Pro-slavery forces looted and burned Osawatomie following the Battle of Osawatomie on August 30, 1856, and left three buildings standing.

Osawatomie’s citizens returned to the town after the battle, and the town’s women played a large part in rebuilding the community.

Glenda Riley utilized a letter from Jane G. Carruth, an Osawatomie Pioneer, in an article in the spring 1986 Kansas State Historical Society Journal titled, “Kansas Frontierswomen Viewed through their writing” which recorded the struggles of Osawatomie’s pioneer women following the Battle of Osawatomie.

Jane Carruth wrote to the Rev. Peter Snyder in an Oct. 23, 1856, letter, stating “I never expected that pioneers found air castles substantial enough to live in. My castle is much as I expected to find it at first; that is, to live on the ground in a shanty. We have a tent instead of a shanty. We have sent to Lawrence for cloth and paint to enlarge our tent, and shall try to winter in it, if Mr. C does not get able to build this winter. I added some sheets for temporary use, so that we could have our stove in, and I find our tent is the most comfortable place that I have ever seen.”

Osawatomie’s pioneer women were an admirably resilient lot, and simply resumed the patterns of their daily lives after the pro-slavery forces looted and burned Osawatomie and persevered.

Jane Carruth wrote, “Today I blistered my hands using a beetle [a heavy mallet] and wedge [used to split small pieces of wood]. Our children are enjoying the walnut season.
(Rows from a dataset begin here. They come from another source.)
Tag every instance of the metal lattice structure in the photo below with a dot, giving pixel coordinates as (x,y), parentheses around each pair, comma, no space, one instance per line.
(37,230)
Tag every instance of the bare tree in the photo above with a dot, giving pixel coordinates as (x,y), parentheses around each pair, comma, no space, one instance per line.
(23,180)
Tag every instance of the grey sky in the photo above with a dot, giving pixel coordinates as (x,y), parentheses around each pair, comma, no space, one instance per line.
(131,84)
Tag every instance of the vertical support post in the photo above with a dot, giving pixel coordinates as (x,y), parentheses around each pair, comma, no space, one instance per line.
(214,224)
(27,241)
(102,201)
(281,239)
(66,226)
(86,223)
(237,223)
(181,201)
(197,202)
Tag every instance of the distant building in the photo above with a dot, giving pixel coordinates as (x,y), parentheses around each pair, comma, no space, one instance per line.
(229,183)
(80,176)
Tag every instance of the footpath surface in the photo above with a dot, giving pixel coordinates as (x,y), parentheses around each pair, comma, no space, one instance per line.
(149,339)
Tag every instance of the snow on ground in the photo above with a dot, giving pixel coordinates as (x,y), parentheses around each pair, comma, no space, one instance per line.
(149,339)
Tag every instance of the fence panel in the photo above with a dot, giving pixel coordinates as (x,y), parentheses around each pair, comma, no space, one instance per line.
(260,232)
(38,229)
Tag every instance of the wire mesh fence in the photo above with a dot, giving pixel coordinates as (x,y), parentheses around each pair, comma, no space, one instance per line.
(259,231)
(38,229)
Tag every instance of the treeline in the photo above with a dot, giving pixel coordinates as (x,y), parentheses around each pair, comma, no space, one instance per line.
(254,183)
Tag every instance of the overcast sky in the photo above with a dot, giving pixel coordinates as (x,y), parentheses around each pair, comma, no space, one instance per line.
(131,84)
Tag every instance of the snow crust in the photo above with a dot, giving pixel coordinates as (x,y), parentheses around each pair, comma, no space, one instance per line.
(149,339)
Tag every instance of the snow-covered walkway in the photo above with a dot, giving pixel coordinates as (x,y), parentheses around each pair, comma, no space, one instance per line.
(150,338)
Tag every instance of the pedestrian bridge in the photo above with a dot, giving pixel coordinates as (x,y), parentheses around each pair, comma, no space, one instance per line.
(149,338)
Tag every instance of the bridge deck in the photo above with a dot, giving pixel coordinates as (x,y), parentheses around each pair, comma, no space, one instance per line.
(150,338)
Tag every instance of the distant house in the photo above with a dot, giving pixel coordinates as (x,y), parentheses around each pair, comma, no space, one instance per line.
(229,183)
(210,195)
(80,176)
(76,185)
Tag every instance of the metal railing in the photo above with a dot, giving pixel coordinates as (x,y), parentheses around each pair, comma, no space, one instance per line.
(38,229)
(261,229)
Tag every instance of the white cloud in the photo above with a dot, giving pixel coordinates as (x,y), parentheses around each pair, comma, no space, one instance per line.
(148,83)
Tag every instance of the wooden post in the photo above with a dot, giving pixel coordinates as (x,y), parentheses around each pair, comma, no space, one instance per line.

I wish that your family could have some of them. I measured one this week that six and a quarter inches around. I think that they could be called ‘mammoth,’ surely.”

Jane Carruth was looking toward enduring a Kansas winter in a tent, yet her letter is virtually devoid of any complaints, instead she wrote of preparing hats for her children for winter, and wrote, “To-day I have been making the boys some black cloth caps for cold weather.”

Indeed, instead of spending her day complaining, she busied herself caring for her family, and even thought of friends and family elsewhere instead of concentrating on her own woes.

Carruth wrote, “I find plenty to do every day. Yesterday I took the children to one of the neighbor’s groves in pursuit of persimmons, a pulpy fruit about an inch through, and very delicious. Lucy has saved the seeds and in time will send some to you. It is a tree twenty feet high and would make a shade tree.”

Osawatomie’s pioneer women did not allow the pro-slavery forces looting and burning of Osawatomie to discourage them, but worked to rebuild the lives of their families and the community.

Pro-slavery forces stole and destroyed property but not the spirit of Osawatomie’s pioneer women, and that same strong spirit still lives in Osawatomie’s women today.

Grady Atwater is site administrator of the John Brown Museum and State Historic Site.